Популярна настолько, что они теперь евнухов ставят, и поди догадайся, кто есть кто: вологодский жеребец с виду неотличим от почему-то охолощенного (дай бог ему поменьше душевных переживаний из-за), потому что беспричандальный тоже за грудь хватает. Вот зачем он? И тогда меня натурально рвёт. Но потом, потом, когда уже нет то ли вологодского, то ли фаринелли. Слышите вы, дурак, меня выворачивает. Но сейчас мне хорошо. Только очень страшно…
А взяли меня, верно, потому, что я к одному их начальничку подбираюсь, и он уже исподмигивался мне из щели (название-то какое) своего танка. Как думаете, в танке есть гранаты? Но как одно связано с другим, я не знаю. И вообще, не слушайте придурочную».
«Кажется, знаю я́. Это же генератор. Вот бы подкрутить его сейчас. Вот бы сделать так, чтобы только вы приходили, или кустодиевка, или Аня…». — «Какой ещё генератор?» — «А, не слушайте придурочного… Вы 3-ю главу того?» — «Ещё как того: в туалете глубокого залегания. Гаже места не видела». — «Извините». — «С ребёнком. Зачем вы его впутали?» — «Так вышло. Извините». — «Перестаньте извиняться. Займитесь делом. Петухи скоро». — «Простите». — «Вы только подстанывайте, когда я разойдусь. И не смейтесь».

Глава 4

Равнение на ранение, слышишь, сволочь?
На оторопь, если дохнешь, урона горечь.
Если же сам завалил, а он мрёт со смеху, —
на Обвóдный канал как пленэрную гладь:
начинил свинцом человека — и ни копать,
ни плясать, — только плеск и его эхо
до Невы и дале. А нет пуль — на приклады:
нежнá височная кость, даже если кудлаты
шапкой ли, волосом, и по всему Петрограду —
хрустение на успение затаившегося врага,
гуляющего по мостам, оживляющего берега;
лопат всё равно нет — и рыбы рады
от кормы́ до носа: просто прорва корма.
Долетит ли «ах, милый», «прошу покорно»,
другое бессмысленное слово, — зевоту
(устал, верю) сдержал равнением на,
и пускай ныряют до самого дна,
но прежде штыком — и концы в воду.

Помяни сволочь, и она, сволочь, тут как тут, ибо сволочь. Шучу. Наверное. ЭТО ТАКОЕ НЫНЧЕ, и палач, верно, тут ни при чём: такой вечер, такая ночь следующего дня и такое его утро.
Холуи завязли в дверях, и он, ОТСТАВИВ В СТОРОНУ ШТЫК (о господи), разбросал их кулачным боем; языка-то у двуногого нет.
«Штык? Штык?!» — «Ну да, будем резать, будем бить. То есть пырять. Обычный, трёхгранный, без страз, наш, скифский.
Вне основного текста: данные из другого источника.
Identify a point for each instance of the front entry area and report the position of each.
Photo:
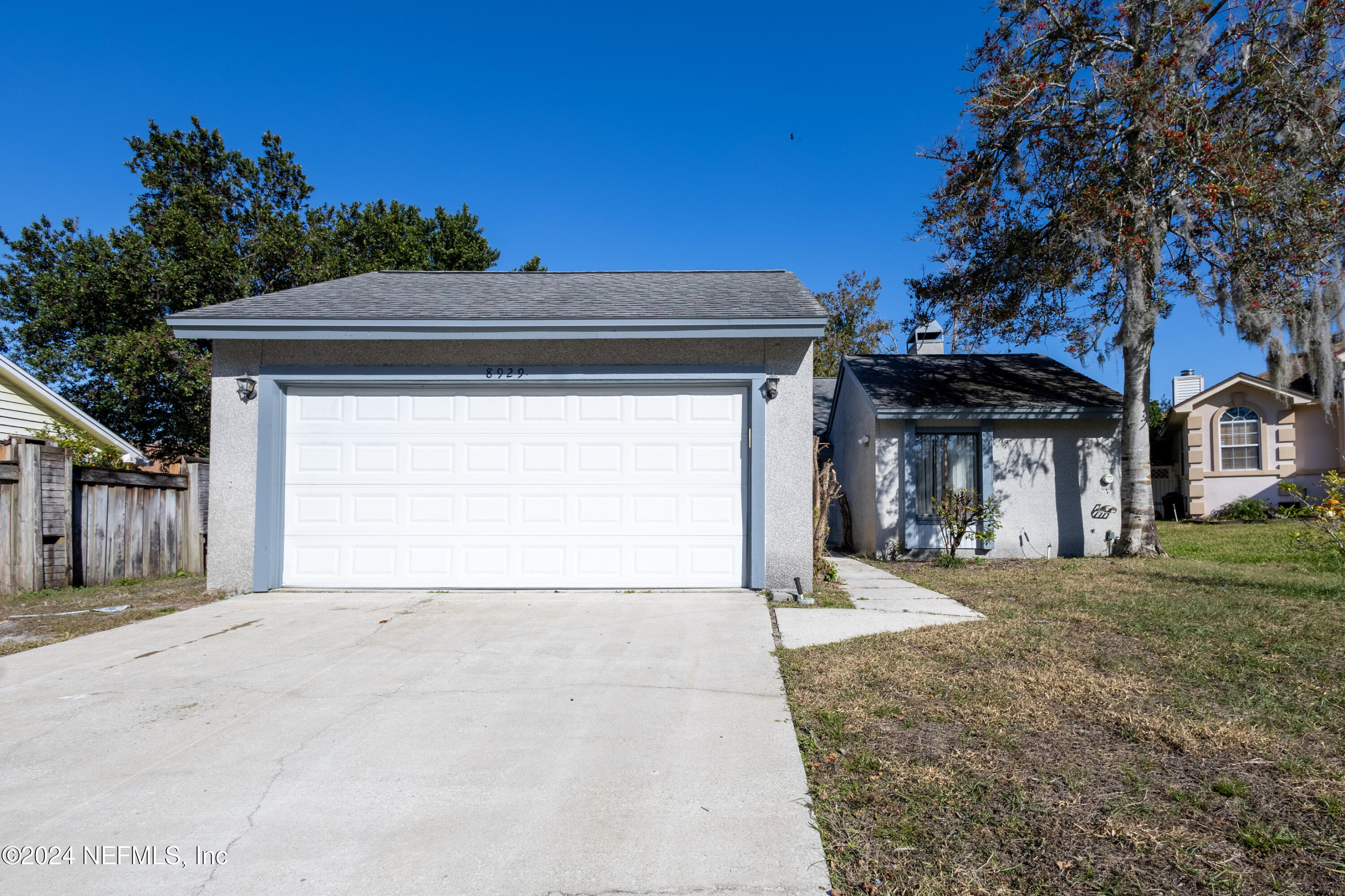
(514, 488)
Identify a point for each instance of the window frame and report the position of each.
(977, 466)
(1259, 444)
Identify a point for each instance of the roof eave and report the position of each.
(201, 327)
(54, 401)
(1000, 413)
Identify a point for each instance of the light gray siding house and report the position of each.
(1025, 427)
(501, 429)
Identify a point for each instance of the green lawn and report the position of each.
(1168, 726)
(1232, 543)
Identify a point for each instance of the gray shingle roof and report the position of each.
(824, 389)
(470, 295)
(977, 381)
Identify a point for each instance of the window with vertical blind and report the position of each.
(943, 462)
(1239, 439)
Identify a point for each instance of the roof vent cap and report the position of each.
(926, 339)
(1187, 385)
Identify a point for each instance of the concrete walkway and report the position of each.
(403, 743)
(883, 603)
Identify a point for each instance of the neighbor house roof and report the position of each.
(518, 304)
(1292, 396)
(27, 405)
(1024, 385)
(824, 389)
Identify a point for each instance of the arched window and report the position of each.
(1239, 439)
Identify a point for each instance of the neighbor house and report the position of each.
(513, 429)
(1242, 437)
(1024, 427)
(27, 405)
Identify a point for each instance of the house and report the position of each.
(1024, 427)
(1241, 437)
(27, 405)
(513, 429)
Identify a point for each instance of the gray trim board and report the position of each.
(272, 381)
(495, 329)
(988, 467)
(269, 545)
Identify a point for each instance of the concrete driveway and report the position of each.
(409, 743)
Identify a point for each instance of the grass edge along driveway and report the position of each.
(1114, 727)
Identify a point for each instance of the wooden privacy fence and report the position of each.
(68, 525)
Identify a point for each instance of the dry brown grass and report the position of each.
(1114, 727)
(148, 598)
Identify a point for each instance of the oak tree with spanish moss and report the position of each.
(1125, 156)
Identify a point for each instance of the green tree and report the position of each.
(853, 329)
(212, 225)
(1125, 155)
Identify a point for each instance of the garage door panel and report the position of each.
(482, 563)
(514, 488)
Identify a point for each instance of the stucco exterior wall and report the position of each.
(789, 437)
(888, 465)
(1050, 476)
(233, 469)
(855, 463)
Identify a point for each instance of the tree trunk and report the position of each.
(1138, 533)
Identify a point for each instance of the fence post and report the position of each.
(194, 527)
(27, 517)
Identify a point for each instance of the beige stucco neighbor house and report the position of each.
(1241, 437)
(29, 405)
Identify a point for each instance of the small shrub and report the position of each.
(1249, 509)
(1265, 840)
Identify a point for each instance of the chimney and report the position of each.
(927, 339)
(1187, 385)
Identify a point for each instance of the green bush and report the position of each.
(1243, 509)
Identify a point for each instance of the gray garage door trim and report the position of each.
(268, 552)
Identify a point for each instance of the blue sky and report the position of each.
(623, 136)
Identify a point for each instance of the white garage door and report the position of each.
(514, 488)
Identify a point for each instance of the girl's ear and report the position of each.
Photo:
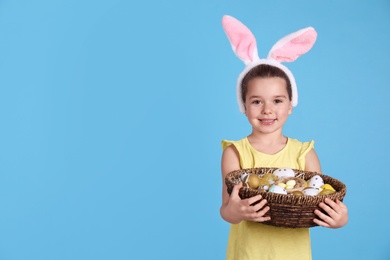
(290, 47)
(242, 40)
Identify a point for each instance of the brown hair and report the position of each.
(264, 71)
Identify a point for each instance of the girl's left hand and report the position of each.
(336, 217)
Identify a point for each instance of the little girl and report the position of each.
(267, 92)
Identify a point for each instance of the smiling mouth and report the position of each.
(267, 121)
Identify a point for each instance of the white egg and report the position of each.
(277, 189)
(315, 182)
(310, 191)
(284, 173)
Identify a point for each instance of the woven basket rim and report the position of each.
(287, 210)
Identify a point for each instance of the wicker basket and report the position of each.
(287, 211)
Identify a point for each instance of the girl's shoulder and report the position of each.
(239, 143)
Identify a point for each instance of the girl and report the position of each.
(266, 93)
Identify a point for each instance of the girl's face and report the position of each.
(267, 104)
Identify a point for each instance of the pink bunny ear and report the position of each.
(290, 47)
(241, 38)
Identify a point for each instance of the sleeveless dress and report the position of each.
(250, 240)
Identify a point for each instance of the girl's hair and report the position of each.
(264, 71)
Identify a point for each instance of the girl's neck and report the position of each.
(268, 143)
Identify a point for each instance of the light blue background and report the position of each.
(112, 113)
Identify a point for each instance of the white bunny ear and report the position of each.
(241, 38)
(290, 47)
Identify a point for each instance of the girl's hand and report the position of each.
(336, 217)
(251, 209)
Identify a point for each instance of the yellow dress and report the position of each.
(251, 240)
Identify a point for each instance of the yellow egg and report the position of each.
(270, 177)
(328, 187)
(297, 193)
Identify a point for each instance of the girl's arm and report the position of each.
(233, 208)
(336, 212)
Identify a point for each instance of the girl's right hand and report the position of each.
(251, 209)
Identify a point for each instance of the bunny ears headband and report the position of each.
(287, 49)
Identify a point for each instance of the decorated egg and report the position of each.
(263, 184)
(270, 177)
(244, 176)
(277, 189)
(328, 187)
(284, 173)
(310, 191)
(315, 182)
(297, 193)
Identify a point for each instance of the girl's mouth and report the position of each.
(267, 121)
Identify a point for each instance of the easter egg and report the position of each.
(328, 187)
(253, 181)
(297, 193)
(310, 191)
(291, 183)
(326, 192)
(277, 189)
(315, 182)
(270, 177)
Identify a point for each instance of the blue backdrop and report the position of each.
(112, 113)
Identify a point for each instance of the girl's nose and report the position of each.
(266, 109)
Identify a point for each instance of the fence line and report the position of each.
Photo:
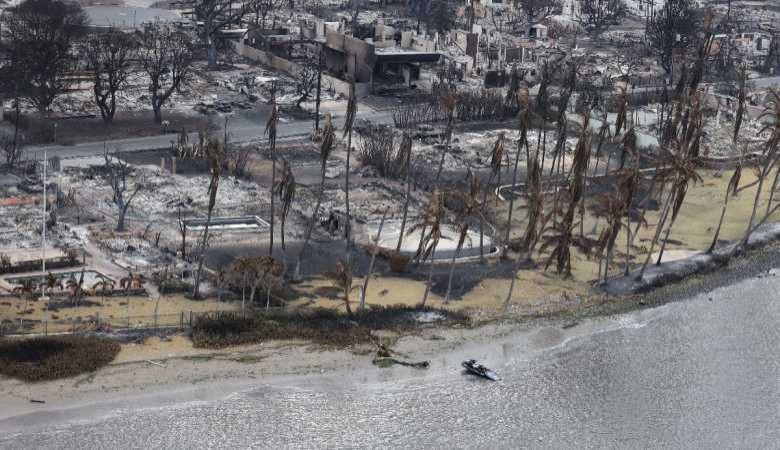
(182, 320)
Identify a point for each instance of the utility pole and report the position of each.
(319, 90)
(43, 234)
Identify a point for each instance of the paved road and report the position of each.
(288, 129)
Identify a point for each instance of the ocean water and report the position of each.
(701, 373)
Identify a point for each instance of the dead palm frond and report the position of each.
(326, 147)
(285, 190)
(215, 155)
(469, 209)
(621, 119)
(349, 120)
(341, 276)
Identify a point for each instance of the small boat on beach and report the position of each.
(475, 368)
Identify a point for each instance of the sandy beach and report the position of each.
(160, 372)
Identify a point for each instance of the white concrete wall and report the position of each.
(328, 82)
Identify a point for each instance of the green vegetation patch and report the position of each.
(322, 326)
(53, 357)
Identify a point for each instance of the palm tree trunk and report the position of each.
(482, 224)
(659, 227)
(663, 243)
(204, 243)
(406, 212)
(346, 197)
(443, 155)
(273, 202)
(508, 299)
(455, 255)
(511, 201)
(374, 251)
(430, 276)
(243, 295)
(629, 238)
(720, 223)
(310, 228)
(749, 231)
(772, 191)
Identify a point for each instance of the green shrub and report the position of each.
(53, 357)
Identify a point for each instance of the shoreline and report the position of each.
(203, 375)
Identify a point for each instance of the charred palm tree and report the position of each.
(686, 164)
(569, 85)
(342, 278)
(270, 131)
(535, 204)
(681, 169)
(243, 265)
(562, 237)
(348, 122)
(449, 101)
(270, 271)
(740, 101)
(215, 155)
(285, 190)
(769, 155)
(522, 142)
(405, 161)
(430, 225)
(614, 206)
(621, 119)
(469, 208)
(497, 158)
(326, 147)
(731, 190)
(374, 251)
(604, 135)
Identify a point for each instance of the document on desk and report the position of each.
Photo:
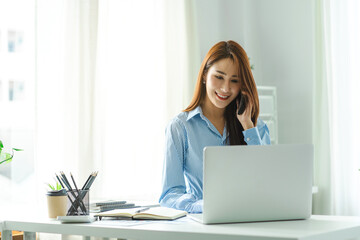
(153, 213)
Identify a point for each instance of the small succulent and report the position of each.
(6, 157)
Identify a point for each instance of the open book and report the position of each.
(156, 213)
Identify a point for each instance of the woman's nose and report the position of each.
(226, 86)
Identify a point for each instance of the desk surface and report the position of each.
(317, 227)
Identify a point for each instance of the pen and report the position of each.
(142, 210)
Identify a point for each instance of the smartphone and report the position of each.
(242, 103)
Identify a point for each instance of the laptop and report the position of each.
(256, 183)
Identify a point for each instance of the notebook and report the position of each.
(256, 183)
(155, 213)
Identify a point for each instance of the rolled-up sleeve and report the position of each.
(174, 193)
(258, 135)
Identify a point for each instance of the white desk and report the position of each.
(318, 227)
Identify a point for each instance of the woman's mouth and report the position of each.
(222, 97)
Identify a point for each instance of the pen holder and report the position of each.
(78, 202)
(57, 203)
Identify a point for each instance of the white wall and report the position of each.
(279, 37)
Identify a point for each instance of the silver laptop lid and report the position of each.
(257, 183)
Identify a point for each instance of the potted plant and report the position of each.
(4, 156)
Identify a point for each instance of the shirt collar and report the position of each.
(195, 112)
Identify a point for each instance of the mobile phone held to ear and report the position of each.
(242, 103)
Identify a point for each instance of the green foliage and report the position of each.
(6, 157)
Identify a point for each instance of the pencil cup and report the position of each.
(78, 202)
(57, 203)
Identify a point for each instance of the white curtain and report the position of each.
(110, 74)
(337, 114)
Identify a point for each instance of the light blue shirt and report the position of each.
(186, 136)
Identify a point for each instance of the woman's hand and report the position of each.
(245, 117)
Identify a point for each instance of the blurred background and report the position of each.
(90, 85)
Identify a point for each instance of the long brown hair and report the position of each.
(235, 52)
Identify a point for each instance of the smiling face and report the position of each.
(222, 84)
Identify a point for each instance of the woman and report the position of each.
(211, 119)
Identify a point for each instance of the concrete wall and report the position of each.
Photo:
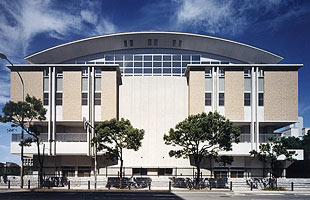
(71, 107)
(234, 95)
(154, 104)
(281, 95)
(109, 92)
(33, 83)
(196, 92)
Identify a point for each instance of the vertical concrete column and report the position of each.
(50, 108)
(53, 75)
(252, 107)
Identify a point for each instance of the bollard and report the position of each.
(292, 186)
Ты поймёшь, ты увидишь, ты оценишь. Пошли. Пошли-пошли, сволочь, чё покажу».
Я попытался вырвать у него штык. Выглядело это дико: задохлик, на которого упала тонна персов; когда я, став задыхаться, зааплодировал их мощи, бия хитрой свободной правой о бетон пола, они сказали: «Сейчас», после чего валялись на мне ещё пару минут. «Вам не надоело? — сказал палач. — Пошли уже».
И мы пошли бесконечными подземными галереями, переходящими в лабиринты и обратно. «И ни одной пирожковой или чебуречной по дороге, — орал он на прихвостней, — а зэкá наш проголодался. Вы его хотя бы кормите? Кормят они его… Чтобы в следующий раз поставили тут ларёк. Пирожков нет, зато ни одна ракетка не достанет…
А велосипед нельзя было изобрести? Узник наш уж ноги сбил. За его кровавые мозоли ответите. Чтобы в следующий раз тут была велосипедная станция на два велосипеда: его и мой, а вы понесётесь рысцой по нашему исчезающему следу. Сипедов нет, зато ни одна бомбочка… И чего я разоряюсь? Мы пришли».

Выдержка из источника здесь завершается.